Biraz önce ilk okulda oynadığımız ve şimdilerde birçoğumuza saçma gelebilecek bir oyun geldi akıma. İsmi''Dansa Kaldırmaca''
-Neden oynadığımız oyunların hep ''-ca'' ile bittiğini hiç anlamamışımdır. ''Yakalamaca, kovalamaca, ebelemece vs. '' -


Dansa Kaldırmaca... Oyun şu şekilde oynanır;
Biz kızlar tahtanın önünde sıraya geçeriz. Baylar ise karşımızda sıraya geçerler ve sıra ile her erkek bir kızı dansa kaldırır. Bu oyunda ''sona kalmak'' diye bir acı gerçek vardır. O en son kalan minik bayan ne hissetmiştir, gururu kırılmış mıdır?
Peki ya ilk seçilen küçük bayan, egosu yükselmiş midir, ego kelimesinin anlamını biliyor mudur? Saçlarını savurup bakmış mıdır diğerlerine filmlerdeki kötü kadınlar gibi?

Küçükken yaşadığımız bir çok saçma şey, şu anda bizi biz yapan şeyler değil mi? Peki ya neden saçma buluyoruz...

Büyüdük mü gerçekten şimdi biz, bundan 17 yıl sonra geri dönüp baktığımda ve bu yazıyı ''saçma'' bulduğumda ben gerçekten büyümüş mü olacağım?

Bir şey daha var, cam buğularına kalp çizdiğimiz o günler, neden aklımızdan çıkmıyorlar hiç, 17 sene sonra da böyle mi olacak?

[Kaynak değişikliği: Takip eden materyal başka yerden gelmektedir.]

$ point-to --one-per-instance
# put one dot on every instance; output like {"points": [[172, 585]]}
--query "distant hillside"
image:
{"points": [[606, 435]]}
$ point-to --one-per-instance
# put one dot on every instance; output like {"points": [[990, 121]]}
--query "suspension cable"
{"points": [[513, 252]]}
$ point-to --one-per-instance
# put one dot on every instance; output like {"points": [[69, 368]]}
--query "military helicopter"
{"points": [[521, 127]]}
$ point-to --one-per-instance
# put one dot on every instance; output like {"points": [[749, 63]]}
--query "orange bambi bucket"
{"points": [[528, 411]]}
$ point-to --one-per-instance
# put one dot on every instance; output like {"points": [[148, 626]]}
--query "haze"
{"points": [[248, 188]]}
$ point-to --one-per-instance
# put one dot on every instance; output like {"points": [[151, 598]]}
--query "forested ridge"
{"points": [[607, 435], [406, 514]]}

Geçtiğimiz asfalt yollar, arnavut kaldırımlar, caddeler ve sokaklar, her gül önünden geçtiğimiz apartmanlar; bir gün bize büyüdüğümüzü hissettirir mi?

Ve kaç yaşına gelirsek gelelim, ister 17 ister 67 yaşında olalım aslında biliriz; gök kuşağımız o eski pirinç kavanozundadır ve bizi bekliyordur... 

1 Haziran 2012 Cuma

İçimde Sıkışıp Kalan Bir Çocuk Olacak Ben Büyüdüğümde


Gözleri vardı çocuğun, siyahlar içinde bile bembeyaz gökyüzünü görebilen gözleri, büyüdü sonradan... Herkes gibi büyümüştü oda, büyümek kötü şey derdi içinden; büyümekten korkardı içten içe ama korkusunu belli etmeyecek kadar gururluydu. Dağları aşıp yollara düşecek kadar cesurdu ufacık yüreği ama izin vermiyordu dünya.. Gökyüzüne bakınca unutmuyordu artık her şeyi. Bulutları kedilere, köpeklere hatta kaplumbağalara benzetemiyordu bile. Korkuyordu büyümekten içten içe. Büyüdü çocuk, artık o eski bayramlar yoktu, uyanmak güzel gelmiyordu erkenden. Yollara düşmek istemiyordu artık. Hatta gökyüzüne bile bakmıyordu. Unutmuştu gök kuşağının renklerini çoktan. Hayattaydı ama eksikti, eksiliyordu kalbinden bir şeyler. Hissetmek acı veriyordu. Bir baloncu görünce oradan uzaklaşıyordu mesela. Oysa küçükken böyle miydi? Küçükken bir baloncu görünce hemen koşardı arkasından, alamazdı belki ama kilometrelerce yürürdü baloncu ile birlikte; yolunu kaybedene kadar. bunları düşünürken sadece tek bir şey yapması gerekiyordu aslında, atladığı ufacık bir nokta vardı. Tekrar aynı inançla bir kez daha gökyüzüne baksaydı eğer küçük kalacaktı gözleri, kalbi, ruhu. Küçük kalacaktı çocuk.